This is a project that supports doctoral dissertation enhancement research at Oxford University in the U.K. The U.S. principal investigator and advisor is Maria Schonbek from the University of California, Santa Cruz. Her student is Clayton Bjorland and her U.K. collaborator is Endre Suli.
In this project Clayton Bjorland will consider questions related to the existence and asymptotic behavior of a system of nonlinear differential equations: the Viscous Camassa-Holm equations (VCHE), which are also known as Navier-Stokes-alpha equations (NS-alpha). These equations arose from work on shallow water equations. They were also derived as a "filtered" Navier-Stokes equation, which obeys a modified Kelvin circulation theorem along filtered velocities. The Navier-Stokes-alpha equations are closely related the famous Navier-Stokes equations, but the filter allows bounds that are currently unobtainable for the Navier-Stokes equations, and thus makes the NS-alpha equations in some sense better suited for computational turbulence. The hope is that these equations might give good approximations to the Navier-Stokes equations, which are the main model for fluid equations.
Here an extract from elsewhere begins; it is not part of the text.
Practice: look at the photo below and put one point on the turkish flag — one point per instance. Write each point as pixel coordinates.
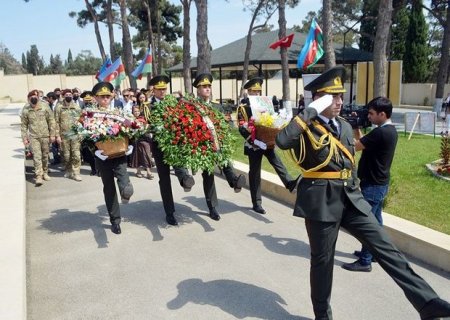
(284, 42)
One of the millennium problems, important classic questions that have resisted solution over the years, from the Clay Institute is in regards to regularity for solutions of the Navier-Stokes equations. The Navier-Stokes equations describe the movement of liquids and gases. Although they were found in the 19th century, they still are not well understood. The problem is to make progress toward a mathematical theory that will give us insight into these equations.